One of the reasons Ganguly mentioned for considering an outside venue is the number of Covid-19 cases in big cities like Mumbai, Chennai, etc. But if the government and the BCCI were indeed keen to host the IPL in India, then they could have looked at one of the many smaller cities in the country, which don’t have nearly as many cases but have multiple cricket grounds.
When having spectators in the stadiums is not an option and all the matches will be televised, how does it matter which ground a match is played on?
Perhaps, one option that could have worked is this – pick a smaller city (or two) which has fewer Covid-19 cases, an airport, hotels and multiple cricket grounds, and conduct the entire tournament there.
The big challenge then would be to create a bio-secure bubble for everyone involved in the tournament. Are the government and the BCCI convinced that that is impossible to do in India? The tournament is likely to commence towards the end of September, which is two months from now: isn’t that enough time to figure out all the necessary protocols for the bubble?
England and its cricket board are putting forth a fine example in this regard. They have strict health safety procedures in place for the ongoing Test series involving West Indies, with regular testing of everyone involved, and have even committed to hosting Pakistan and Ireland next month.
Cricket Australia has said their representatives are in constant touch with members of the England and Wales Cricket Board to understand their methods.

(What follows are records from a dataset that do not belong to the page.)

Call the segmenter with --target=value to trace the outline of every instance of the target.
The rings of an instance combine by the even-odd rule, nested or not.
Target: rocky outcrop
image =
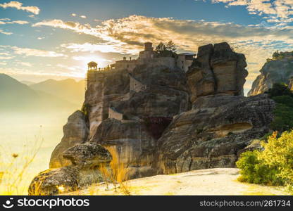
[[[158,169],[166,174],[234,167],[238,152],[268,132],[274,106],[266,95],[197,98],[158,140]]]
[[[50,168],[57,168],[71,165],[69,160],[64,159],[63,153],[70,147],[85,143],[89,135],[87,117],[77,110],[72,114],[63,127],[63,137],[51,155]]]
[[[191,101],[208,95],[243,96],[246,66],[244,55],[234,52],[226,42],[199,47],[187,72]]]
[[[99,144],[77,144],[63,153],[71,165],[39,173],[32,180],[29,195],[55,195],[104,181],[99,166],[108,166],[112,157]]]
[[[265,93],[275,83],[290,84],[293,77],[293,57],[268,60],[260,70],[261,74],[252,84],[248,96]]]
[[[266,95],[243,96],[246,65],[220,43],[199,47],[186,74],[151,60],[131,72],[89,71],[82,112],[68,118],[51,155],[55,169],[37,176],[30,194],[99,181],[99,166],[111,158],[106,148],[117,152],[128,179],[234,167],[273,118]]]

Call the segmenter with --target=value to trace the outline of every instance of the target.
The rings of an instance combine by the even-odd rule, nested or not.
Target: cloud
[[[263,16],[266,19],[287,22],[293,15],[293,0],[211,0],[213,4],[223,3],[226,6],[245,6],[251,15]]]
[[[3,60],[8,60],[8,59],[11,59],[13,58],[14,56],[0,56],[0,59],[3,59]]]
[[[39,56],[39,57],[61,57],[66,56],[63,53],[58,53],[54,51],[49,51],[45,50],[19,48],[17,46],[11,46],[13,53],[19,55],[24,55],[25,56]]]
[[[0,25],[13,24],[13,23],[24,25],[24,24],[29,23],[29,22],[27,22],[26,20],[12,20],[12,21],[10,21],[10,19],[6,19],[6,18],[0,19]]]
[[[95,52],[99,51],[101,53],[119,53],[126,54],[135,54],[137,53],[137,49],[122,48],[122,45],[118,43],[106,42],[99,44],[94,44],[89,43],[80,44],[62,44],[61,47],[70,49],[72,52]]]
[[[4,32],[3,30],[0,29],[0,34],[6,34],[6,35],[11,35],[13,33]]]
[[[50,26],[94,36],[95,44],[66,44],[61,47],[73,52],[120,53],[136,54],[143,43],[173,40],[178,51],[196,52],[199,46],[227,41],[237,52],[244,53],[250,75],[257,74],[267,58],[277,49],[293,47],[293,27],[289,26],[244,26],[231,23],[149,18],[141,15],[110,19],[96,27],[61,20],[44,20],[33,26]],[[255,77],[255,75],[254,75]]]
[[[4,8],[6,8],[8,7],[15,8],[18,10],[25,11],[27,12],[30,12],[35,15],[38,15],[40,11],[39,8],[37,6],[23,6],[23,3],[20,3],[19,1],[10,1],[8,3],[0,4],[0,7],[2,7]]]
[[[18,64],[20,64],[22,66],[26,66],[26,67],[32,67],[32,64],[27,62],[18,62]]]
[[[91,34],[91,27],[88,25],[81,25],[78,22],[63,22],[61,20],[54,19],[44,20],[32,25],[32,27],[49,26],[56,28],[67,29],[77,32]]]
[[[23,24],[27,24],[29,23],[26,20],[13,20],[12,23],[18,23],[18,24],[20,24],[20,25],[23,25]]]

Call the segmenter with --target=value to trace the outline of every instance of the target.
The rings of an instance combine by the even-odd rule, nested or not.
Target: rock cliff
[[[243,54],[220,43],[199,47],[186,74],[151,60],[131,72],[89,72],[82,111],[68,118],[52,170],[34,179],[30,194],[99,181],[99,165],[111,159],[108,147],[129,178],[234,167],[273,118],[266,95],[243,96],[246,65]],[[68,172],[75,176],[63,181]]]
[[[293,56],[268,60],[260,70],[261,74],[252,84],[248,96],[263,94],[275,83],[290,84],[293,77]]]

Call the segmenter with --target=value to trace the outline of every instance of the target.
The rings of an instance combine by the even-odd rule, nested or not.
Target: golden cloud
[[[20,3],[19,1],[10,1],[8,3],[0,4],[0,7],[2,7],[4,8],[6,8],[8,7],[15,8],[18,10],[25,11],[27,12],[30,12],[35,15],[38,15],[40,11],[40,9],[37,6],[23,6],[23,3]]]

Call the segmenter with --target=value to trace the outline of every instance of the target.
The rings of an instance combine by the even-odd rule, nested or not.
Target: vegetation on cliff
[[[247,151],[236,162],[240,170],[239,180],[266,185],[293,186],[293,131],[285,132],[277,137],[277,132],[267,142],[263,141],[263,151]]]
[[[241,170],[239,180],[266,185],[287,185],[292,192],[293,94],[285,84],[274,84],[267,94],[276,102],[275,118],[270,125],[275,132],[261,142],[263,151],[241,154],[236,162]],[[278,136],[278,133],[281,135]]]
[[[279,132],[293,128],[293,94],[290,89],[286,84],[274,84],[268,94],[277,103],[270,128]]]

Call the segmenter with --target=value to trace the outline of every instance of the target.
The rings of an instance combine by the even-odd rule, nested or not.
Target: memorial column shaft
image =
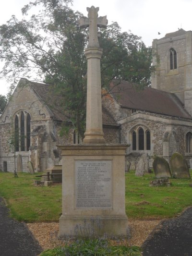
[[[98,49],[87,49],[85,54],[87,59],[87,89],[84,143],[104,143],[100,73],[102,51]]]

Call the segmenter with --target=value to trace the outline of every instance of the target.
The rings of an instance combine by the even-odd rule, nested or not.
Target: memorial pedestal
[[[98,235],[126,235],[128,226],[125,208],[125,151],[127,145],[59,147],[62,155],[59,235],[79,235],[77,228],[81,227],[82,231],[85,229],[84,235],[87,235],[85,225],[94,230],[92,233]]]

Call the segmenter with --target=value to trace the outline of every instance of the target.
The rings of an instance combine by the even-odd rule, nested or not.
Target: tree
[[[0,115],[2,114],[7,103],[7,98],[6,96],[0,95]]]
[[[22,9],[26,15],[34,6],[41,10],[28,20],[13,16],[0,26],[0,73],[14,86],[21,76],[52,84],[56,100],[83,137],[86,92],[86,60],[84,53],[88,31],[78,25],[81,14],[69,7],[70,0],[34,0]],[[102,86],[114,78],[148,85],[152,72],[152,51],[141,37],[121,33],[117,23],[100,29],[103,49]],[[59,103],[58,103],[59,102]]]

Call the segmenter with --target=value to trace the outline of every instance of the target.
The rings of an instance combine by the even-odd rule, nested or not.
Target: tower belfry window
[[[177,52],[173,48],[170,49],[170,69],[177,69]]]

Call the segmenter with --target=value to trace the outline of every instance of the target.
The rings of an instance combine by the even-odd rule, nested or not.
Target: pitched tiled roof
[[[54,95],[53,86],[41,83],[31,82],[30,85],[36,94],[42,99],[43,104],[47,105],[50,111],[50,115],[57,121],[67,121],[62,108],[60,106],[60,97]]]
[[[40,83],[30,82],[30,85],[36,93],[42,99],[43,104],[48,107],[53,117],[58,121],[67,121],[67,117],[61,106],[60,106],[60,99],[61,97],[54,95],[52,85]],[[108,110],[102,108],[103,123],[107,125],[118,126]]]
[[[113,85],[114,83],[111,83],[111,88]],[[181,102],[173,93],[146,86],[139,90],[136,86],[130,83],[121,81],[112,89],[112,95],[122,107],[192,119]]]

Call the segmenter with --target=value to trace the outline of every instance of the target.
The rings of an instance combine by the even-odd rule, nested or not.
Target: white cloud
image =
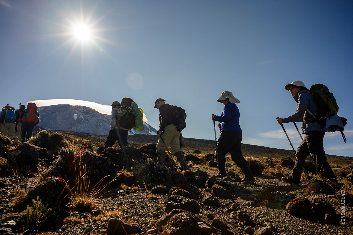
[[[94,102],[86,101],[84,100],[71,100],[71,99],[54,99],[53,100],[34,100],[30,101],[30,102],[35,103],[38,107],[56,105],[61,104],[68,104],[72,106],[79,105],[90,108],[103,114],[108,115],[112,114],[112,106],[110,105],[101,104]],[[145,114],[143,114],[143,119],[145,122],[148,123],[147,118]]]

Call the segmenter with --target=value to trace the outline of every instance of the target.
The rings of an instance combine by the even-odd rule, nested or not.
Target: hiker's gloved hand
[[[277,122],[278,122],[278,124],[280,125],[282,125],[283,123],[283,118],[278,118],[277,119]]]

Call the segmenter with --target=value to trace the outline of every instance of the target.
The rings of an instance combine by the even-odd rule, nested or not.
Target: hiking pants
[[[11,139],[13,139],[16,126],[14,123],[5,123],[2,124],[1,131],[5,136],[8,136]]]
[[[181,151],[180,147],[180,132],[176,130],[176,126],[175,125],[170,124],[166,126],[161,137],[163,138],[166,145],[170,148],[172,154],[175,155],[176,153]],[[165,151],[166,149],[160,137],[157,144],[157,151]]]
[[[22,128],[21,141],[22,142],[26,142],[32,136],[32,133],[34,129],[34,125],[28,125],[23,123],[22,124]]]
[[[244,174],[252,176],[246,161],[241,152],[242,139],[243,134],[239,132],[228,131],[221,132],[217,140],[218,164],[220,171],[225,171],[226,155],[229,152],[231,154],[232,159],[241,169]],[[216,157],[215,152],[215,153]]]
[[[325,132],[319,131],[312,131],[305,133],[304,138],[299,147],[297,149],[298,157],[294,162],[294,168],[289,180],[295,183],[299,183],[303,169],[299,161],[304,165],[305,158],[310,153],[315,156],[314,160],[318,166],[317,170],[321,175],[332,182],[337,183],[337,178],[335,175],[324,151],[323,140]]]
[[[118,129],[117,127],[110,130],[108,133],[108,137],[105,142],[105,148],[112,147],[115,142],[118,140],[120,147],[122,149],[124,147],[127,146],[127,135],[129,133],[128,130],[123,130]]]
[[[18,142],[21,139],[21,127],[22,126],[22,122],[19,122],[17,126],[17,132],[15,131],[15,142]]]

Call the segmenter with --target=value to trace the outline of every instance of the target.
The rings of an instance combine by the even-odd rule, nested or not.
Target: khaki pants
[[[14,123],[6,123],[2,124],[1,131],[4,135],[8,136],[11,139],[13,139],[15,135]]]
[[[171,124],[168,125],[164,129],[164,132],[161,135],[163,138],[166,145],[170,148],[170,152],[173,155],[175,153],[181,151],[180,148],[180,132],[176,130],[176,127],[175,125]],[[158,143],[157,144],[157,151],[167,149],[164,146],[160,137],[158,139]]]
[[[19,122],[17,127],[17,132],[15,131],[15,138],[13,140],[16,143],[19,142],[21,139],[21,127],[22,126],[22,122]]]

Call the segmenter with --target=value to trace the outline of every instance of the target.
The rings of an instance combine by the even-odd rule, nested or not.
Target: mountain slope
[[[85,106],[67,104],[38,107],[39,126],[49,129],[58,129],[107,135],[110,129],[110,115],[103,114]],[[157,131],[144,122],[144,129],[133,129],[129,134],[156,134]]]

Australia are set to host India later this year, along with the Big Bash League and the WBBL, and are evidently putting in all possible efforts in order to organise tournaments that are safe for all.
Not just the Test series in England, there are a number of sporting leagues that are well on their way in different parts of the world. European club football, for instance, has been up and running since May. Even the NBA is set to resume at the end of July.
And it isn’t as if all the places that are having sporting events are free of Covid-19. In fact, many of these countries, including Spain and the USA, have had, and still do, a huge number of positive cases. But these countries have put strict health safety protocols in place and have figured out ways to bring back their biggest sporting leagues.
Once it was decided that cancelling the IPL was not an option, the BCCI, arguably, could have taken a similar approach.
Which brings us to the most important aspect of it all – the fact that hosting the IPL in India will be hugely beneficial to the country’s economy.
A tournament of the scale of the IPL generates a lot of employment. It wouldn’t hurt if those jobs went to Indians. The country has been torn between the idea of shutting down to protect people or opening up to revive the economy. And slowly but surely, the government has allowed offices to open up with certain regulations in place. Why not follow this path and give the IPL a shot as well?
Over the past few months in India, there has been great emphasis on the importance of aatmanirbharta (self-reliance). One cannot help but wonder if moving the biggest sporting events out of the country says the opposite.